The implication for ad product development is that Amazon is choosing to fund infrastructure at a rate that compresses near-term free cash flow in exchange for longer-term positioning. AWS backlog stood at $364 billion as of March 31, 2026, for contracts with original terms exceeding one year. That backlog - representing future contracted revenue from cloud customers including ad tech vendors, agencies, and brands - provides revenue visibility that justifies continued investment. Amazon's Q3 2025 earnings showed a similar pattern of accelerating infrastructure spend alongside advertising growth; the Q1 2026 numbers confirm the pattern has intensified.

Timeline

  • October 23, 2025: AWS announces RTB Fabric for real-time bidding workloads in six regions, with single-digit millisecond latency and up to 80% lower networking costs (ppc.land)
  • October 30, 2025: Amazon reports Q3 2025 advertising revenue of $17.7 billion at 22% growth; AWS reaches $33 billion (ppc.land)
  • November 2, 2025: AWS activates Project Rainier with approximately 500,000 Trainium2 chips to support Anthropic Claude model training (ppc.land)
  • November 11, 2025: Amazon unBoxed 2025 - Campaign Manager consolidation, AI agents for advertising, and AMC lookback window expansion from 13 to 25 months announced (ppc.land)
  • February 6, 2026: Amazon reports Q4 2025 advertising revenue of $21.3 billion at 23% growth; full-year 2025 advertising revenue totals $68.6 billion (ppc.land)
  • February 27, 2026: Amazon and OpenAI sign equity commitment letter for $35 billion additional OpenAI Series C Preferred Stock purchase
  • March 2026: Amazon issues $37 billion in U.S. dollar notes and 14.5 billion euros in Euro-denominated notes; OpenAI commits to 2 gigawatts of Trainium capacity through AWS
  • March 31, 2026: Q1 2026 quarter closes with advertising services at $17.2 billion, AWS at $37.6 billion, and total net sales of $181.5 billion
  • April 13, 2026: Amazon announces definitive merger agreement to acquire Globalstar for approximately $10.9 billion including debt; expected to close in 2027, supporting Amazon Leo satellite connectivity
  • April 29, 2026: Amazon publishes Q1 2026 earnings; advertising TTM crosses $70 billion; Sponsored Products and Brand Prompts confirmed in Rufus; Amazon Audiences now available for Netflix inventory; Creative Agent expands to seven new markets

Summary

Who: Amazon.com, Inc. (NASDAQ: AMZN), operating the world's largest retail media network alongside AWS, the dominant cloud infrastructure provider for ad tech.
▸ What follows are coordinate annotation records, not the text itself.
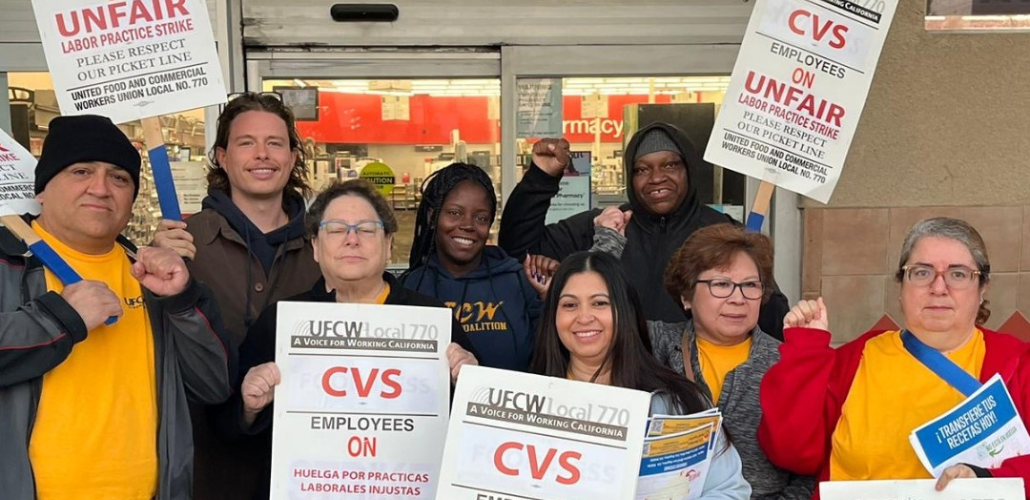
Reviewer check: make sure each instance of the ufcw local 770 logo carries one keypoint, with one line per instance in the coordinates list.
(328, 333)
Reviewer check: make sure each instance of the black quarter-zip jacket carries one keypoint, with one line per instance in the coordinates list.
(651, 239)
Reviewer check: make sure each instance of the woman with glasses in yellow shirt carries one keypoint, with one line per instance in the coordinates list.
(847, 413)
(351, 228)
(721, 276)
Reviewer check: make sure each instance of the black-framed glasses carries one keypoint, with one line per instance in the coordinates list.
(721, 289)
(340, 229)
(956, 277)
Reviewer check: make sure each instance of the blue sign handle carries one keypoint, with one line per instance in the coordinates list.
(165, 184)
(60, 268)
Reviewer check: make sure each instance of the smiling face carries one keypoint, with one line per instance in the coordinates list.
(256, 158)
(660, 181)
(87, 205)
(462, 227)
(937, 308)
(350, 257)
(584, 319)
(726, 321)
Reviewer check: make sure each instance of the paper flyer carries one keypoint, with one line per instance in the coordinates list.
(984, 430)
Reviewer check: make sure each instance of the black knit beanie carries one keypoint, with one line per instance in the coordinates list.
(86, 138)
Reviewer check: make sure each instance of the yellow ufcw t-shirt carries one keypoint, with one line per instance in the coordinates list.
(96, 430)
(892, 395)
(717, 361)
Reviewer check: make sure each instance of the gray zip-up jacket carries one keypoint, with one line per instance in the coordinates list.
(740, 405)
(38, 329)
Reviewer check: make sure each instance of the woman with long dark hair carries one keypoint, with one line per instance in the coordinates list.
(592, 330)
(451, 261)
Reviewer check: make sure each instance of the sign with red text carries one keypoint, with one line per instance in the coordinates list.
(516, 435)
(362, 409)
(130, 59)
(18, 178)
(797, 91)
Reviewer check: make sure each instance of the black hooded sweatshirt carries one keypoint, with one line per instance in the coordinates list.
(651, 240)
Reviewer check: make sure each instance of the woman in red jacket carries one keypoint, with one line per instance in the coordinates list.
(847, 413)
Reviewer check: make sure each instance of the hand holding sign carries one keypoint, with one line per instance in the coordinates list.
(172, 234)
(456, 358)
(20, 166)
(808, 313)
(161, 271)
(259, 389)
(133, 61)
(614, 219)
(954, 472)
(94, 301)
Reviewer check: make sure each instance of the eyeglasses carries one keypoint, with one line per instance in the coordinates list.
(957, 277)
(340, 229)
(721, 289)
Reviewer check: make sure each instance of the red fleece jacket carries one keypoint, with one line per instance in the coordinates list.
(802, 395)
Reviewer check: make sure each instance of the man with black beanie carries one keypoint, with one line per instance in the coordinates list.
(659, 163)
(90, 407)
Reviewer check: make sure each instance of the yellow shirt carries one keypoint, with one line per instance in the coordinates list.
(892, 395)
(717, 361)
(96, 431)
(381, 298)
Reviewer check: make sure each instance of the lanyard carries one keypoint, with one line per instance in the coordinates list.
(939, 364)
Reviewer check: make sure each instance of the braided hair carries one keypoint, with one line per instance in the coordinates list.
(435, 190)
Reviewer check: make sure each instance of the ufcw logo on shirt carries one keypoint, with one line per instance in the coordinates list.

What: Amazon reported Q1 2026 advertising services revenue of $17.2 billion at 24% year-over-year growth, with the trailing twelve-month total crossing $70 billion. AWS grew 28% to $37.6 billion - its fastest rate in 15 quarters. Sponsored formats launched inside Rufus, Amazon Audiences extended to Netflix inventory, and Creative Agent expanded to seven international markets. Net income of $30.3 billion included a $16.8 billion non-cash Anthropic valuation gain.

When: The quarter covered January 1 to March 31, 2026. Results and the Form 10-Q were published April 29, 2026.

Where: Amazon operates across North America ($104.1 billion in Q1 net sales), International ($39.8 billion), and AWS ($37.6 billion), with advertising revenue distributed across both North America and International segments.

Why: For the ad industry, Q1 2026 marks the point at which Amazon's advertising and AI infrastructure businesses became functionally inseparable - sponsored formats run inside AI assistants, AI models are served from the same AWS fabric used by programmatic bidders, and Amazon's first-party purchase signals now extend to off-Amazon inventory including Netflix. The infrastructure investments being made today - Trainium chips, Bedrock, RTB Fabric, AgentCore - will determine which ad tech vendors, DSPs, and measurement platforms retain independent relevance and which become components of an Amazon-built stack.